#308 March In F - Atelie

#308 March In F


Size64 × 84 × 5 cm
Medium
  • Painting
Year2021
This work was created by me marching back and forth over five frames placed on the floor in the shape of an F, wearing a pair of clogs. I tried to do it in triple time. Fascist and totalitarian movements are growing stronger in many places of the world in recent times. It is no coincidence that this concurs with the expansion of economic disparities. People in precarious situations are easier to manipulate, and vulnerability opens up for complex responses to the mechanics of power. Power is an essential component of the subject's autonomy. The ability to make free, independent choices is a prerequisite for its existence. But at the same time, this independence inexorably creates a distance between the individual and the environment. It also creates a gap within, between the self-conscious self and its underlying bodily processes. Out of this alienation arises a desire for belonging that can manifest itself in different ways. One of them is the drive to submit to an external stimulus. To set aside one's rationality and independence in favour of the experience of being part of something greater than one's self, something outside its closed existence. This desire is, in many ways, a bodily response, like how the body responds to a rhythm.

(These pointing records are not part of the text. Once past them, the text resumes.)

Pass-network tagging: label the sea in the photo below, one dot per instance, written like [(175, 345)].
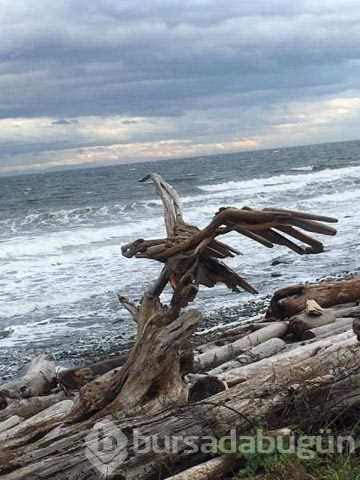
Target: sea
[(61, 232)]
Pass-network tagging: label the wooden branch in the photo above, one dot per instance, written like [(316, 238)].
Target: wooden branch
[(170, 200), (39, 379), (292, 300)]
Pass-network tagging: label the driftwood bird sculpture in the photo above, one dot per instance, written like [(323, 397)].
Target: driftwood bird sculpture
[(193, 256)]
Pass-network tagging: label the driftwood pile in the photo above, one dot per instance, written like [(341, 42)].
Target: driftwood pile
[(302, 352)]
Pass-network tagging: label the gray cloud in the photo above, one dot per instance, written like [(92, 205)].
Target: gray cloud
[(211, 68)]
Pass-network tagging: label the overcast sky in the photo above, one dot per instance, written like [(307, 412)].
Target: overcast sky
[(106, 81)]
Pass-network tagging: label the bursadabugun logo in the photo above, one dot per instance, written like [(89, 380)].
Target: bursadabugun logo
[(106, 447)]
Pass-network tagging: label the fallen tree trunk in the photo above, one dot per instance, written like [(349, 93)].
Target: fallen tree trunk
[(27, 407), (264, 350), (303, 322), (325, 384), (290, 301), (75, 378), (341, 325), (220, 355), (287, 360), (39, 379), (215, 468)]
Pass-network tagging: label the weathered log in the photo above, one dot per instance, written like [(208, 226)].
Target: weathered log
[(32, 427), (27, 407), (39, 379), (292, 300), (261, 351), (302, 322), (215, 468), (313, 308), (220, 355), (10, 423), (341, 325), (203, 386), (75, 378), (288, 359), (325, 384), (152, 372)]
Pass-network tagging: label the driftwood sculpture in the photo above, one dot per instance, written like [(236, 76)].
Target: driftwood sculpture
[(244, 376), (153, 374)]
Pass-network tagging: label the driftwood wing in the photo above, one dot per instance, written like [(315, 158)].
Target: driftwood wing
[(192, 256), (275, 227)]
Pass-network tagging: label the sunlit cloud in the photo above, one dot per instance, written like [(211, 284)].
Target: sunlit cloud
[(106, 81)]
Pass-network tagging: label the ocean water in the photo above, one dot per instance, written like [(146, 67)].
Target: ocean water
[(61, 232)]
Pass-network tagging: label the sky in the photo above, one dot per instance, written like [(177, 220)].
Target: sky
[(109, 81)]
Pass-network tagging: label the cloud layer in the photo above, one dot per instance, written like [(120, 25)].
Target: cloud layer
[(107, 81)]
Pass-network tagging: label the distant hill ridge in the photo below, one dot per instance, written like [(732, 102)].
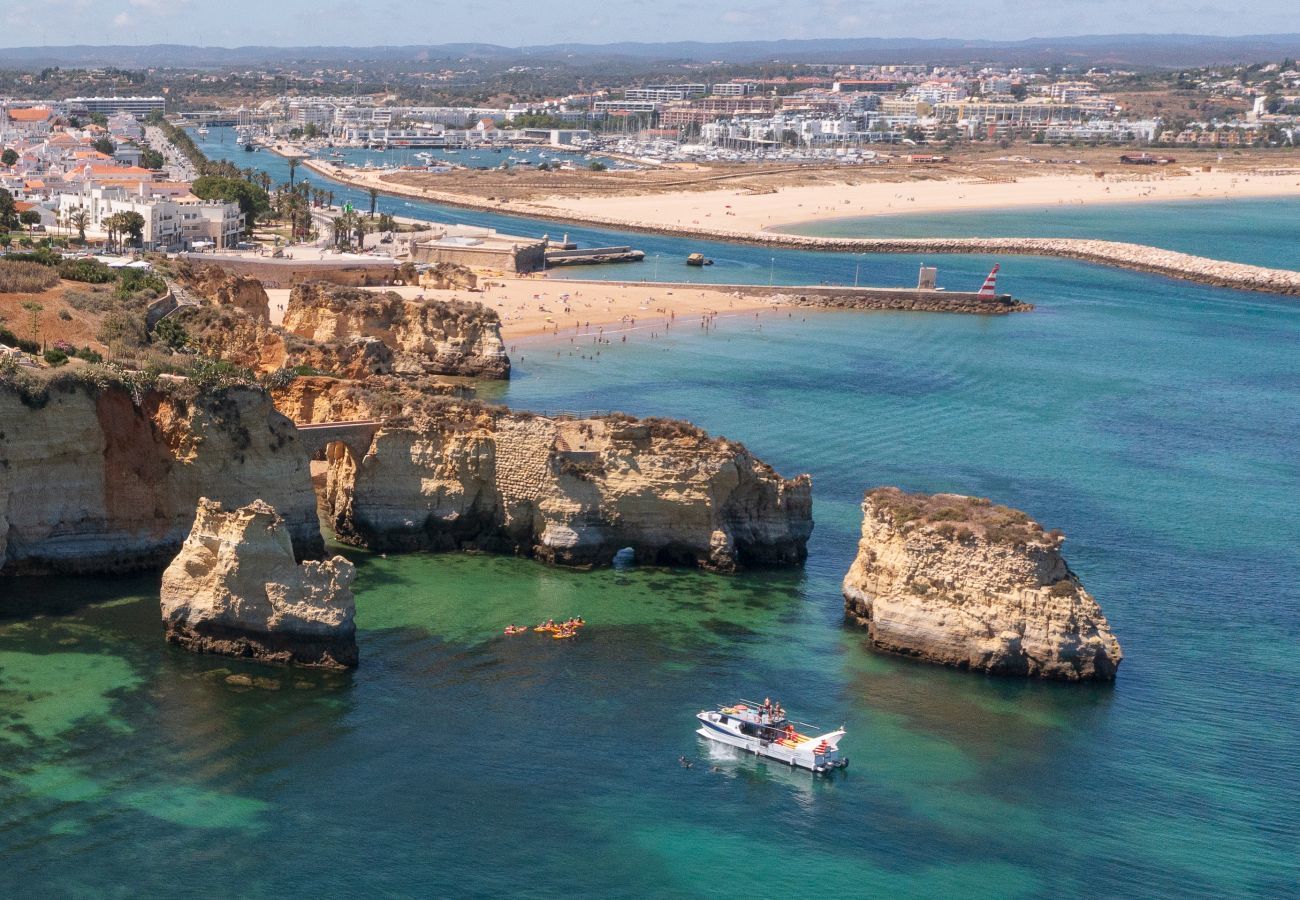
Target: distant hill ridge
[(1125, 50)]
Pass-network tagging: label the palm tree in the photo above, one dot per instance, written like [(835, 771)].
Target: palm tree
[(109, 225), (79, 219), (133, 224), (343, 226), (360, 230), (34, 308)]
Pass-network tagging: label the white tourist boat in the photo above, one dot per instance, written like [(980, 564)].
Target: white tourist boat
[(766, 731)]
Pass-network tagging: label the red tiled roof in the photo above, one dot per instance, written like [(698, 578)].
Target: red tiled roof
[(30, 115)]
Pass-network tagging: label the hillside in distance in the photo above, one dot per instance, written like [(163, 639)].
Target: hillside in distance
[(1126, 50)]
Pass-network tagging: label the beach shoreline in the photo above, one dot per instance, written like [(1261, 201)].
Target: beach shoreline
[(1117, 254)]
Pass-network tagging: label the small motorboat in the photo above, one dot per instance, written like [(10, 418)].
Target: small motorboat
[(766, 731)]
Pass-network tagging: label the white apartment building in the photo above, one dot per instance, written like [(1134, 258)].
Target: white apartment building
[(169, 223), (735, 89), (109, 105), (666, 92)]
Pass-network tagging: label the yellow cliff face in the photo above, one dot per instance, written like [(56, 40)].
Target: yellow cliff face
[(570, 492), (425, 337), (960, 582), (234, 291), (235, 589), (95, 480)]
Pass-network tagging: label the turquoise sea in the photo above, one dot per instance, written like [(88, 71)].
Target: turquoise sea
[(1156, 423)]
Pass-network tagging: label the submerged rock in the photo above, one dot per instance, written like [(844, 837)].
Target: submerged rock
[(961, 582), (567, 490), (235, 589)]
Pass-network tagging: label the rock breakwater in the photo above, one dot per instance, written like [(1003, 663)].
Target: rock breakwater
[(961, 582), (1118, 254)]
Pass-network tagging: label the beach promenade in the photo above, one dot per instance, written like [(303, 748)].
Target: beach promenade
[(1126, 255)]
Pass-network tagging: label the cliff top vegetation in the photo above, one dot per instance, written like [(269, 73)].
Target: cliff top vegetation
[(958, 516)]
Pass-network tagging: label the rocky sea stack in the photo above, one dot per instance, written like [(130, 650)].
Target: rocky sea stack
[(449, 475), (235, 589), (961, 582), (100, 470)]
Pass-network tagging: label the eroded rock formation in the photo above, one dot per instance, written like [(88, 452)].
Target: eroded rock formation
[(234, 291), (566, 490), (961, 582), (94, 479), (235, 589), (425, 337)]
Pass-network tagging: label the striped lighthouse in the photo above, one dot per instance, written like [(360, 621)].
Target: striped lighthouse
[(989, 290)]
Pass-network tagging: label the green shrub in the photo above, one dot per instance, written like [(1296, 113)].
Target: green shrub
[(1064, 588), (25, 277), (124, 330), (139, 284), (44, 255), (170, 334), (87, 271)]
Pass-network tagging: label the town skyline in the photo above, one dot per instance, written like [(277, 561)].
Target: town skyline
[(515, 24)]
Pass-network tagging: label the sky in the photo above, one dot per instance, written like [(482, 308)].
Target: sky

There is an attraction here that goes deeper than the subject's self-awareness. One source of inspiration for this work is Bruce Nauman's "Stamping in the Studio". But where Nauman wandered back and forth in changing rhythmic patterns, I have chosen to march in a simple triple time beat. The triple time is common in many Scandinavian folk dances. There is a Swedish myth about “the Hårga dance” - a version of the piper from Hameln - about a mysterious fiddler with a big black hat who obscured his face. His music immediately made everyone dance, but then they couldn’t stop. The dance continued all night, and finally, the fiddler led the dancers up to the Hårga mountain, where it continued until the flesh detached from their bodies and only the skeleton remained. A classic piece of music about the myth - “Hårgalåten” - is a hambo which, of course, is a dance in triple time.